Possibly, I imagine that once one starts fossilising, letting one’s hair reach it’s full silver potential, then the younger generation thinks one has lost one’s marbles and they simply don’t know what to say.

Which is patently ridiculous of course.  We both still have a full set of marbles despite our advancing age and creaking backs.  I mean, how could we possibly remember all that shimmying and hip thrusting at our belly dancing classes if we had gone gaga?

Quite!  Although, I do have my moments.  Only this morning I discovered I had put the Wedgwood in the washing machine and tried to wash my smalls in the dishwasher!

Easy mistake to make Mary.  Did the Wedgwood survive?

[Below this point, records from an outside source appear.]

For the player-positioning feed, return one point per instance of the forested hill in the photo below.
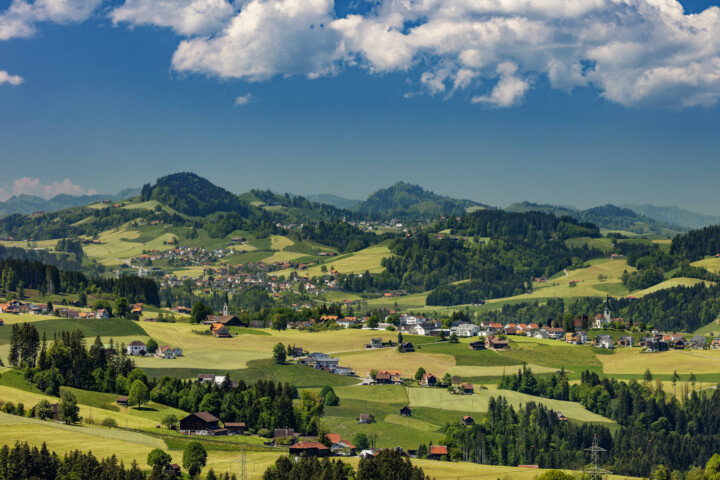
(521, 246)
(195, 196)
(605, 216)
(25, 204)
(406, 201)
(675, 215)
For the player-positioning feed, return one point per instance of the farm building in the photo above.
(309, 449)
(201, 423)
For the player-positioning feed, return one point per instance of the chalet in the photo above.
(201, 423)
(235, 428)
(478, 345)
(496, 344)
(168, 352)
(220, 330)
(136, 347)
(554, 333)
(604, 341)
(698, 342)
(437, 452)
(225, 320)
(389, 377)
(376, 342)
(309, 449)
(364, 418)
(284, 433)
(339, 446)
(467, 330)
(428, 380)
(173, 468)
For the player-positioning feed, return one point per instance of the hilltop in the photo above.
(406, 201)
(609, 217)
(675, 215)
(25, 204)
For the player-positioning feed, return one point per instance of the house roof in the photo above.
(205, 416)
(309, 445)
(335, 438)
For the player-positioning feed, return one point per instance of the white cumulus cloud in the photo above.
(645, 53)
(33, 186)
(267, 38)
(14, 80)
(19, 20)
(186, 17)
(244, 99)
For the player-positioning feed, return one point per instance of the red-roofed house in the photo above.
(309, 449)
(437, 452)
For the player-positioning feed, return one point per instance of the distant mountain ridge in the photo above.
(676, 215)
(26, 204)
(407, 201)
(607, 216)
(334, 200)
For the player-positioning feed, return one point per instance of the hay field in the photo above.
(670, 283)
(478, 403)
(632, 361)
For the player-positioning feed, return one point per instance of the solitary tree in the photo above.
(169, 420)
(279, 354)
(139, 393)
(68, 410)
(194, 458)
(159, 459)
(122, 307)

Happily yes dear.  I also forgot to switch on the machine, so all is well.  The Count was a little surprised when I got the tea cups out this morning and his underpants were lodged in one of them.  Still, he thought it was my eccentric English ways, rather than a senior moment.

We need to keep reminding people that we are alive and kicking and making a contribution.

And, remember the charity work we do, and many of our age group keep the charity shops going around the country, volunteering their time.  We should raise a glass to them, tell them that they are not invisible, that we need them still.

Oh yes, I agree.  Time for a small sherry and a mince pie dear?

Lovely.  So have you been practicing your hip thrusts and shimmys Agatha?

Only in the bathroom dear.  I don’t want to alarm the servants.  And you?

Yes, infact I do them in front of the Count.  It makes him quite unaccountably happy.